Esta decisão faz parte de um conjunto de acções preventivas coordenadas entre o México, os Estados Unidos e o Canadá, a menos de duas semanas do início do Mundial-2026, que será coorganizado pelos três países.

"Fica proibida a entrada no México por via aérea de viajantes que tenham estado no Uganda, na República Democrática do Congo ou no Sudão do Sul nos últimos 21 dias", anunciou nas suas redes a Aeroméxico, a maior companhia aérea do país.

A companhia de baixo custo Viva, por seu turno, explicou num comunicado que esta decisão foi "emitida pelas autoridades de saúde e migração do Governo do México".

A Volaris também anunciou esta medida, que estará em vigor por 60 dias.

As três companhias operam diversas rotas internacionais, para além das domésticas.

A selecção da República Democrática do Congo, o país mais afectado pelo ébola, com quase 250 mortos e mais de 1.000 casos, vai participar no torneio mundial.

Na semana passada, os Estados Unidos anunciaram que a equipa africana terá de ficar isolada durante 21 dias antes de entrar no país, onde se estreia contra Portugal em Houston, a 17 de junho.

"Protocolos de vigilância epidemiológica"

O segundo jogo da equipa africana será contra a Colômbia em Guadalajara, no oeste do México, país que prevê receber mais de cinco milhões de turistas durante o Mundial.

O último jogo dos congoleses, que terão o seu campo base em Houston, será a 27 de junho em Atlanta, contra o Uzbequistão.

Na quarta-feira, na conferência de imprensa da presidente Claudia Sheinbaum, as autoridades de Saúde referiram ainda que vão ser implementados "protocolos de vigilância epidemiológica".

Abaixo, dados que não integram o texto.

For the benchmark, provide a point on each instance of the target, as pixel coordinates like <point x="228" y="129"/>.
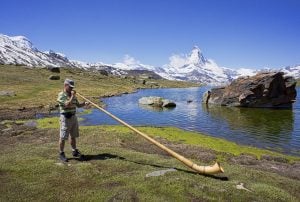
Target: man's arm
<point x="77" y="103"/>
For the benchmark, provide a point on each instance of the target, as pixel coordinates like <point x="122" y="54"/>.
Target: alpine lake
<point x="272" y="129"/>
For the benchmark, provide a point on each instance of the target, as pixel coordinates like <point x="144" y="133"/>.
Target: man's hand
<point x="73" y="93"/>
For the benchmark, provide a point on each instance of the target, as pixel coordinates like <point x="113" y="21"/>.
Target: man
<point x="68" y="121"/>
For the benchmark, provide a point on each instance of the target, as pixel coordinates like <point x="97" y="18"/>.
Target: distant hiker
<point x="68" y="121"/>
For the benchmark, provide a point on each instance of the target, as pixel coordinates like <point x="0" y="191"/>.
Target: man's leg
<point x="74" y="134"/>
<point x="73" y="143"/>
<point x="61" y="144"/>
<point x="62" y="136"/>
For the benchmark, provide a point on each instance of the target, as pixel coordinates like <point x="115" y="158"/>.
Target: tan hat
<point x="70" y="83"/>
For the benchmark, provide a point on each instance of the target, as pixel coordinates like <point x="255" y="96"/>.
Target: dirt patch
<point x="22" y="113"/>
<point x="110" y="185"/>
<point x="125" y="195"/>
<point x="12" y="133"/>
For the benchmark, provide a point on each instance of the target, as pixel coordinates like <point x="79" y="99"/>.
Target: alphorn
<point x="216" y="168"/>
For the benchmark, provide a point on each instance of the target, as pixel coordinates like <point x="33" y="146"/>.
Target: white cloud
<point x="177" y="61"/>
<point x="128" y="60"/>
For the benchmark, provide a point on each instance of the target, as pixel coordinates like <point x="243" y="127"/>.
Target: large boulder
<point x="266" y="89"/>
<point x="156" y="102"/>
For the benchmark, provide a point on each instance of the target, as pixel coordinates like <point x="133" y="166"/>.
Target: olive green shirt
<point x="62" y="98"/>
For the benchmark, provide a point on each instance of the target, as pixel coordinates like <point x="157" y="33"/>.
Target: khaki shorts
<point x="68" y="126"/>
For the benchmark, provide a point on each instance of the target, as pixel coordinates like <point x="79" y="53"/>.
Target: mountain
<point x="292" y="71"/>
<point x="18" y="50"/>
<point x="195" y="67"/>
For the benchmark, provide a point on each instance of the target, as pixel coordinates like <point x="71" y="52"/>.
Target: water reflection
<point x="275" y="124"/>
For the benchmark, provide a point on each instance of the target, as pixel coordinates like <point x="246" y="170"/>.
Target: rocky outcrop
<point x="156" y="102"/>
<point x="266" y="89"/>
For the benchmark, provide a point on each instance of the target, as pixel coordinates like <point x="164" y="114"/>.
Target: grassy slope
<point x="33" y="88"/>
<point x="29" y="169"/>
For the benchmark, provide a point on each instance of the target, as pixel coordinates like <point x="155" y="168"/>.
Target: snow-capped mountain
<point x="195" y="67"/>
<point x="292" y="71"/>
<point x="18" y="50"/>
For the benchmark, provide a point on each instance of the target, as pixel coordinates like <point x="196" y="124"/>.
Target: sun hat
<point x="70" y="82"/>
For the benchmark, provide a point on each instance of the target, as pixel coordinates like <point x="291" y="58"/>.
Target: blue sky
<point x="234" y="33"/>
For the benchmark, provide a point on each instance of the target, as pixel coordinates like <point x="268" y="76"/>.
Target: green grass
<point x="177" y="135"/>
<point x="119" y="159"/>
<point x="33" y="88"/>
<point x="29" y="171"/>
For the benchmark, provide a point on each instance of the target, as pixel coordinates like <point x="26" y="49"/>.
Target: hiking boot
<point x="76" y="153"/>
<point x="62" y="157"/>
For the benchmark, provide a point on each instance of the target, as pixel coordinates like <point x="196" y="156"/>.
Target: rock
<point x="156" y="102"/>
<point x="168" y="103"/>
<point x="152" y="100"/>
<point x="266" y="89"/>
<point x="54" y="69"/>
<point x="54" y="77"/>
<point x="7" y="93"/>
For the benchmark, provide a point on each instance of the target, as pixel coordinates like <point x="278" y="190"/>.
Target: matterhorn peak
<point x="22" y="42"/>
<point x="196" y="57"/>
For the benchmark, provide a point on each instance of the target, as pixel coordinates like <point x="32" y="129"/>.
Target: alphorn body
<point x="216" y="168"/>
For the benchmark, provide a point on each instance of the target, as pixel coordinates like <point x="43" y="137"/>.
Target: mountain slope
<point x="19" y="50"/>
<point x="195" y="67"/>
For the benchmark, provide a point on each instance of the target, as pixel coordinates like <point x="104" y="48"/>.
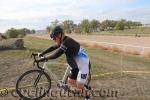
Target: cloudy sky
<point x="37" y="14"/>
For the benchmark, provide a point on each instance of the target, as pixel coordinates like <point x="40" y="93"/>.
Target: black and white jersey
<point x="72" y="50"/>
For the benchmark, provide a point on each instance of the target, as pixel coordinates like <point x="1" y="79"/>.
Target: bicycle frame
<point x="54" y="76"/>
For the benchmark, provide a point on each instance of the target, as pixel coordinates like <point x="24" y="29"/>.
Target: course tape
<point x="94" y="76"/>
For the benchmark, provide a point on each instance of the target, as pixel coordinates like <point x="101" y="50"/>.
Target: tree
<point x="54" y="24"/>
<point x="121" y="24"/>
<point x="94" y="25"/>
<point x="48" y="29"/>
<point x="85" y="26"/>
<point x="18" y="33"/>
<point x="68" y="26"/>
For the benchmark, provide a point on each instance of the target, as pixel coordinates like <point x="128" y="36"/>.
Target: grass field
<point x="142" y="31"/>
<point x="129" y="85"/>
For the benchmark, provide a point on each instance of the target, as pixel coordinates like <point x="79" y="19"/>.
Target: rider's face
<point x="57" y="39"/>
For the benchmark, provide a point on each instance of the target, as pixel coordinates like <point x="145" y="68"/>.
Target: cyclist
<point x="76" y="57"/>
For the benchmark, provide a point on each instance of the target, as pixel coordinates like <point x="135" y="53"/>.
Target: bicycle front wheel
<point x="33" y="85"/>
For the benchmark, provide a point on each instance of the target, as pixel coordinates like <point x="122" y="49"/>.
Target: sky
<point x="37" y="14"/>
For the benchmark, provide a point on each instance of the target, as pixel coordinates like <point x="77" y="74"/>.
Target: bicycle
<point x="40" y="76"/>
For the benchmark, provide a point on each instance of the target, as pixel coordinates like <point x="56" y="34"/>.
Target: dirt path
<point x="133" y="45"/>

A doença do ébola, que já matou mais de 15.000 pessoas em África nos últimos 50 anos, provoca uma febre hemorrágica aguda e extremamente contagiosa.

A Organização Mundial de Saúde (OMS) alertou na segunda-feira que a epidemia na República Democrática do Congo é "extremamente grave e difícil" e ameaça pelo menos uma dezena de outros países africanos.